Uno spettacolo a tuttotondo che stupisce ed emoziona. Un successo di pubblico e di critica.
Stiamo parlando del musical “Caravaggio – La Fuga”, per la regia di Marco Savatteri, andato in scena al Teatro Pirandello di Agrigento sabato e domenica scorsi.
Lo spettacolo prosegue fino a giovedì 19 maggio, con i matinée per le scuole (pausa mercoledì 18).
Il musical è bello ed avvincente per le musiche, i testi, le scenografia e l’originalità del tema.
Lo spettacolo interattivo, le pareti del teatro che si trasformano in tele con getti di colori, forme, idee.
Quel genio di Marco Savatteri ha confezionato una storia davvero originale: gli spettatori, ignari di ciò che li attende, si ritrovano coinvolti nel bel mezzo di un intricato mistero.
Tutto il pubblico, così, si è trasformato in protagonista, testimone e anche sospettato di un’eclatante sparizione: il furto di uno dei capolavori del Caravaggio.

E così, tra domande, ricerche, intrecci ed ipotesi, si è sviluppato l’interessante spettacolo.
Straordinari tutti i gli attori; in scena gli artisti di Casa del Musical che è doveroso citare per l’impegno, la bravura e la professionalità: Matteo Bertolotti, Annalisa Bono, Albachiara Borrelli, Barbara Capucci, Gerlando Chianetta, Ilaria Conte, Claudia D’Agostino, Martina Di Caro, Giovanni Geraci, Toti Maria Geraci, Gabriel Glorioso, Gioele Incandela, Chiara Lo Faso, Giulia Marciante, Rosa Maria Montalbano, Giuseppe Orsillo, Chiara Scalici, Turi Scandura, Giovanni Strano e con la partecipazione di Rinaldo Clementi.
Che emozione poi le musiche e le liriche originali di Marco Savatteri, orchestrate da Enrico M. R. Fallea, con la direzione vocale e corale di Marzia Molinelli.
Un capitolo a parte meritano le coreografie ed i costumi firmati rispettivamente da Gabriel Glorioso e da Valentina Pollicino.

Infine, le scenografie di Alessia D’Amico, le coreografie del combattimento di Turi Scandura ed i video di Andrea Vanadia, hanno creato un ritmo incalzante, rapido e spezzato, per un’opera teatrale che, siamo certi rimarrà nella storia del Teatro Pirandello.
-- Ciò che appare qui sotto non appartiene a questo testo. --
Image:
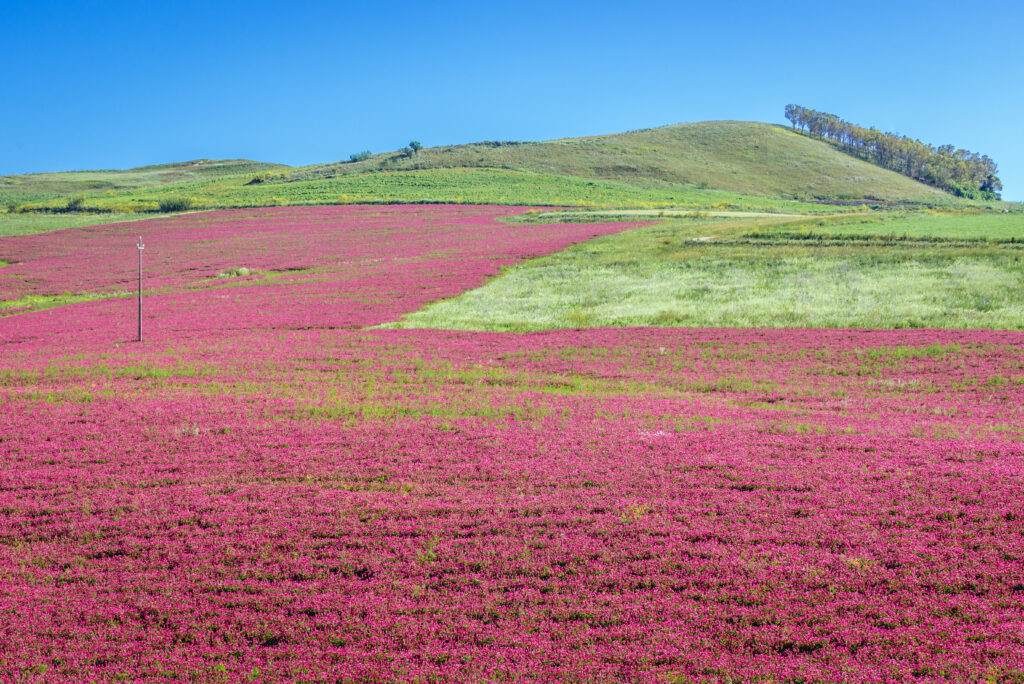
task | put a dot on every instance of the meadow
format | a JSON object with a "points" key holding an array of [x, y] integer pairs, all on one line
{"points": [[865, 270], [272, 486]]}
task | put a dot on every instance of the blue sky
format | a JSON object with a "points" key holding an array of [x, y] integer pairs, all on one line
{"points": [[120, 84]]}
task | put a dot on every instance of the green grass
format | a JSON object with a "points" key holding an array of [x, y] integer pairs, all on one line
{"points": [[448, 185], [48, 186], [745, 158], [27, 224], [711, 166], [987, 226], [39, 302], [702, 272]]}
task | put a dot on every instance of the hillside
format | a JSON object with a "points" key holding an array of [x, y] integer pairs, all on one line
{"points": [[711, 166], [747, 158]]}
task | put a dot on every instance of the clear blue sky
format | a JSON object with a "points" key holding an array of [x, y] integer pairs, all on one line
{"points": [[119, 84]]}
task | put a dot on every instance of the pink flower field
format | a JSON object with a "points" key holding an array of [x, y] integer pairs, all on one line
{"points": [[268, 488]]}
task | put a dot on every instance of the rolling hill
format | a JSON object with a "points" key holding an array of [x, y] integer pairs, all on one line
{"points": [[747, 158], [704, 166]]}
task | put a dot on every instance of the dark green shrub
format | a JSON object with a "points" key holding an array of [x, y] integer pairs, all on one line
{"points": [[175, 204]]}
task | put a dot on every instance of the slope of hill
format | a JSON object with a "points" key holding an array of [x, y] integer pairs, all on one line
{"points": [[740, 157]]}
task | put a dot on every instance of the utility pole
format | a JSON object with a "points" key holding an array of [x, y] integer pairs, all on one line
{"points": [[140, 247]]}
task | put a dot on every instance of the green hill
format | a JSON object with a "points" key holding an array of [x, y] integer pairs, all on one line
{"points": [[707, 166], [739, 157]]}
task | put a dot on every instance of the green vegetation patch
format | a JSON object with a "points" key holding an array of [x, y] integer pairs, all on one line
{"points": [[38, 302], [700, 273], [28, 224]]}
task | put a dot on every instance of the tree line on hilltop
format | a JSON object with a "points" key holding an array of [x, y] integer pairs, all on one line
{"points": [[962, 172]]}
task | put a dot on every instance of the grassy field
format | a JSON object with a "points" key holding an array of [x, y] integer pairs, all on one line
{"points": [[32, 223], [441, 185], [740, 157], [711, 166], [762, 273], [53, 186], [965, 226]]}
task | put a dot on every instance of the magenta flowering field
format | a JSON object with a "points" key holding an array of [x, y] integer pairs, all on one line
{"points": [[266, 489]]}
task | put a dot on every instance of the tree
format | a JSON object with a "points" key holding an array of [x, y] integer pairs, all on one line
{"points": [[962, 172]]}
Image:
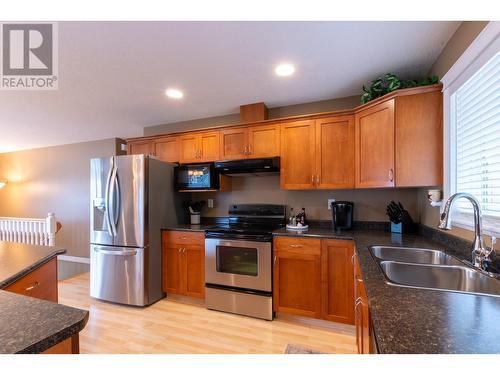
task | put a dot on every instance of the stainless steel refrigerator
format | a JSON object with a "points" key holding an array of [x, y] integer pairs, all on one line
{"points": [[131, 199]]}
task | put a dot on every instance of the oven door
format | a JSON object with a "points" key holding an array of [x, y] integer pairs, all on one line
{"points": [[240, 264]]}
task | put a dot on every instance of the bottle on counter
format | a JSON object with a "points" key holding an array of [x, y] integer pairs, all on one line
{"points": [[302, 218], [291, 219]]}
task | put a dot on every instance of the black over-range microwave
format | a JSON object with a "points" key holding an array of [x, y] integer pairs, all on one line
{"points": [[193, 177]]}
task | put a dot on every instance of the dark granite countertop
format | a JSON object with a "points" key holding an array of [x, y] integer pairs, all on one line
{"points": [[30, 325], [407, 320], [189, 227], [17, 259], [316, 232]]}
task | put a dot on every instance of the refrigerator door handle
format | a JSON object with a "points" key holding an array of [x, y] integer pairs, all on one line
{"points": [[102, 250], [112, 208], [107, 200], [117, 209]]}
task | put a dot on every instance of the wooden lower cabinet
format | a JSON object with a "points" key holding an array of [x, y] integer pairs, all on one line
{"points": [[297, 276], [140, 147], [40, 283], [337, 273], [183, 263], [313, 278], [364, 333]]}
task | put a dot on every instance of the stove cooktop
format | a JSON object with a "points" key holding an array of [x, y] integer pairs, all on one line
{"points": [[255, 221]]}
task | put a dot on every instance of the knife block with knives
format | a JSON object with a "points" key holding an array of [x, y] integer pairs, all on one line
{"points": [[401, 221]]}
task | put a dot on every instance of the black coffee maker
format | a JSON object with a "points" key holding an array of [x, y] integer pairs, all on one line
{"points": [[342, 212]]}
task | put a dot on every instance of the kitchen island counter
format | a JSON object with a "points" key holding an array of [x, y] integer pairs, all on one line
{"points": [[32, 325]]}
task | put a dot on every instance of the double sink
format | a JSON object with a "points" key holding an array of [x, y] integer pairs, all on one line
{"points": [[432, 269]]}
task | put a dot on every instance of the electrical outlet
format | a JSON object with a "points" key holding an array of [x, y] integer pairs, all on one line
{"points": [[330, 201]]}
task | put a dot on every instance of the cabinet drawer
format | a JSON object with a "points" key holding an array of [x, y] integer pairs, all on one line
{"points": [[295, 245], [171, 237], [39, 283]]}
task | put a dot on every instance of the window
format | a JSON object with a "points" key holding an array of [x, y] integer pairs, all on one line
{"points": [[472, 130]]}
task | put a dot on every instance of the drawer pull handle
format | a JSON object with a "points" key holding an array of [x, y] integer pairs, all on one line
{"points": [[32, 286]]}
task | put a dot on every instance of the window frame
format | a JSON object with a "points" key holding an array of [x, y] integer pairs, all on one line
{"points": [[481, 50]]}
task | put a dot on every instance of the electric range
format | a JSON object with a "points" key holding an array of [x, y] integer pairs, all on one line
{"points": [[239, 260]]}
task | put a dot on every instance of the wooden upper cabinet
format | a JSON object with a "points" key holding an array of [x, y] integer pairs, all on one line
{"points": [[337, 285], [209, 146], [419, 140], [335, 152], [199, 147], [264, 141], [298, 154], [250, 142], [167, 149], [188, 148], [234, 143], [140, 147], [374, 146]]}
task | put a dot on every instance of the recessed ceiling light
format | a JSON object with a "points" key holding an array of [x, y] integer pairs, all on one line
{"points": [[174, 93], [284, 70]]}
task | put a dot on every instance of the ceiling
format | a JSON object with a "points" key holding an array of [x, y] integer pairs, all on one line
{"points": [[112, 75]]}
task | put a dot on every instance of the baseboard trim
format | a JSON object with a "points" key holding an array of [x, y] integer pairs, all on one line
{"points": [[317, 323], [69, 258]]}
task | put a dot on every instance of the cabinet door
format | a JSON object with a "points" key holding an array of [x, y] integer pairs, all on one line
{"points": [[375, 146], [139, 147], [194, 271], [335, 152], [337, 286], [297, 155], [419, 140], [189, 149], [234, 144], [297, 277], [171, 275], [264, 141], [167, 149], [209, 146]]}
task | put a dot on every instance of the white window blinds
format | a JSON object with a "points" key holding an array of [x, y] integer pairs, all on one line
{"points": [[475, 117]]}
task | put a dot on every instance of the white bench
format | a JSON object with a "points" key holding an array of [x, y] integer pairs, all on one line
{"points": [[29, 231]]}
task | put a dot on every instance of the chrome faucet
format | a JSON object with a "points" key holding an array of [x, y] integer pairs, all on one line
{"points": [[480, 254]]}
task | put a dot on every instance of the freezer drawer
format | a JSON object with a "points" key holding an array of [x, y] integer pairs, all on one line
{"points": [[117, 274]]}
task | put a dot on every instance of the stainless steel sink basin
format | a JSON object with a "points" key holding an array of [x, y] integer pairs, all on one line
{"points": [[413, 255], [441, 277]]}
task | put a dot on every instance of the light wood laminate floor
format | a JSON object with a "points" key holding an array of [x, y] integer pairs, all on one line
{"points": [[177, 327]]}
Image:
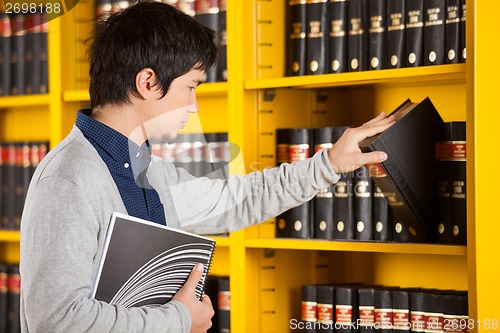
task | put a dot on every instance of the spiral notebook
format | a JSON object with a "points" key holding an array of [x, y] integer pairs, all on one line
{"points": [[145, 263]]}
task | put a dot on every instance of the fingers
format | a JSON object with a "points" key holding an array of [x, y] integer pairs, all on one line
{"points": [[194, 276]]}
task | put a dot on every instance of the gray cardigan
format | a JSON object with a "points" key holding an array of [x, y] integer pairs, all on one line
{"points": [[67, 210]]}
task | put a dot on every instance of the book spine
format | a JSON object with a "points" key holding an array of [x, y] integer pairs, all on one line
{"points": [[433, 312], [337, 43], [400, 311], [14, 287], [346, 305], [383, 310], [343, 215], [396, 33], [282, 225], [309, 306], [357, 40], [3, 298], [434, 32], [377, 34], [363, 201], [414, 33], [17, 55], [297, 37], [463, 47], [382, 216], [417, 314], [222, 42], [300, 216], [325, 304], [459, 185], [452, 32], [323, 202], [366, 310], [207, 13], [32, 53], [44, 67], [5, 52], [444, 218], [317, 36]]}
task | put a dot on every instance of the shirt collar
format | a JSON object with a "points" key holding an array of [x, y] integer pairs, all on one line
{"points": [[115, 144]]}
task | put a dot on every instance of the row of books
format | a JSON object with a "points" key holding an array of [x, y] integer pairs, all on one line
{"points": [[200, 154], [23, 54], [356, 35], [211, 13], [10, 286], [363, 308], [217, 289], [18, 161], [356, 208]]}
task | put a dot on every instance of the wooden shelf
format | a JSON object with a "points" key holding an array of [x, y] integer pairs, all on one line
{"points": [[204, 90], [9, 236], [312, 244], [454, 72], [24, 100]]}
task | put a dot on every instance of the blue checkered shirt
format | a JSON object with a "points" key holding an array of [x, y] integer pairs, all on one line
{"points": [[127, 162]]}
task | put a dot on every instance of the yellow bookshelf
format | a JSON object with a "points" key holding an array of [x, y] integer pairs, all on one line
{"points": [[266, 273]]}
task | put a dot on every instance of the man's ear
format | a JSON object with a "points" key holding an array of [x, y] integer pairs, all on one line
{"points": [[145, 82]]}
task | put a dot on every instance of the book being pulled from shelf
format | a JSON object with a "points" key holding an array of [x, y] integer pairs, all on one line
{"points": [[145, 263]]}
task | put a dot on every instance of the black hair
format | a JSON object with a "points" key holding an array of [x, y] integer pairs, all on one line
{"points": [[148, 34]]}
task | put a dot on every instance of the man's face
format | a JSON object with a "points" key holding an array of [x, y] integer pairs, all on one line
{"points": [[164, 117]]}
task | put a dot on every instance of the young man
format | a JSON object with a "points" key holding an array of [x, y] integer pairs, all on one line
{"points": [[145, 64]]}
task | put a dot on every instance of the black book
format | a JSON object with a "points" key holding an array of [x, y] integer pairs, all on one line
{"points": [[382, 216], [337, 43], [433, 312], [325, 303], [317, 36], [414, 33], [282, 227], [145, 263], [417, 310], [452, 32], [207, 13], [297, 38], [366, 309], [223, 304], [14, 299], [396, 18], [222, 43], [18, 40], [299, 217], [44, 66], [309, 307], [463, 35], [4, 294], [32, 53], [434, 32], [9, 187], [323, 201], [444, 212], [458, 182], [407, 177], [377, 34], [5, 52], [400, 311], [343, 201], [357, 39], [346, 303], [383, 310], [362, 202]]}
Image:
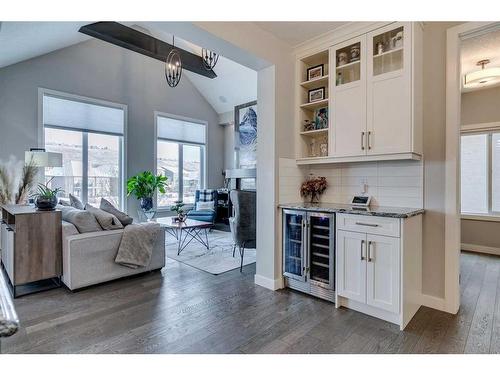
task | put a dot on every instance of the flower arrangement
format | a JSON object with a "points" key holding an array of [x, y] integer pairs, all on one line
{"points": [[313, 187]]}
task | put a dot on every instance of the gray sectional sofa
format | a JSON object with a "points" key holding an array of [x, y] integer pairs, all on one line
{"points": [[88, 258]]}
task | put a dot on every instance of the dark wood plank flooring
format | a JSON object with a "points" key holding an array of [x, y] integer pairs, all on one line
{"points": [[184, 310]]}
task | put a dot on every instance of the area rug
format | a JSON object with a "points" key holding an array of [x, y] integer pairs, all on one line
{"points": [[217, 260]]}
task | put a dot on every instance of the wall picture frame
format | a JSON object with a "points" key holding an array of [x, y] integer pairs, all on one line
{"points": [[315, 72], [315, 95]]}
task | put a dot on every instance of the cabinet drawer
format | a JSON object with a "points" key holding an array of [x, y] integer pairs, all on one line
{"points": [[384, 226]]}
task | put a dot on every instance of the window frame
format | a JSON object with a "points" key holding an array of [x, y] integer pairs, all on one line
{"points": [[203, 154], [84, 99], [481, 129]]}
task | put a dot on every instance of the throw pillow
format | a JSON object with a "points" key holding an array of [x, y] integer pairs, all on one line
{"points": [[105, 219], [84, 221], [204, 206], [122, 216], [75, 202]]}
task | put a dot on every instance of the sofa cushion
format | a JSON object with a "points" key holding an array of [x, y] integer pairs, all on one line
{"points": [[122, 216], [75, 202], [205, 205], [106, 220], [68, 229], [84, 221]]}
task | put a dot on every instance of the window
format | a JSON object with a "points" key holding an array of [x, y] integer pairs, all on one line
{"points": [[180, 156], [480, 173], [90, 138]]}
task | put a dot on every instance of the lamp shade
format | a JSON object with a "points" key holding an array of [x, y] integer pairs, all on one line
{"points": [[43, 158]]}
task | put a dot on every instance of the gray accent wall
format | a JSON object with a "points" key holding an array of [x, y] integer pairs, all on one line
{"points": [[100, 70]]}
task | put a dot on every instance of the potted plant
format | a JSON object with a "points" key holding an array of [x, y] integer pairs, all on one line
{"points": [[144, 186], [45, 197], [178, 207], [313, 188]]}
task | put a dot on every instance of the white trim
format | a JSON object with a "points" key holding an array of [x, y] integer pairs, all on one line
{"points": [[269, 283], [452, 163], [480, 127], [480, 217], [433, 302], [204, 172], [480, 249], [86, 99]]}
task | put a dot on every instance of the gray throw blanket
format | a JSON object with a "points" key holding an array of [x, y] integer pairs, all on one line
{"points": [[136, 246]]}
Allo spettacolo, fortemente voluto dal direttore artistico del Teatro Pirandello, Francesco Bellomo e da tutto il CDA della Fondazione, ha assistito anche uno spettatore d’eccezione: l’arcivescovo di Agrigento, Alessandro Damiano, per la prima volta al Pirandello.
Soddisfatto il regista Marco Savatteri che ha così commentato: “Toccare il Teatro Pirandello dopo tanti anni anni è stato davvero emozionante! Grazie allo straordinario pubblico e alla Fondazione Teatro Pirandello per averci accolto con entusiasmo e allegria”.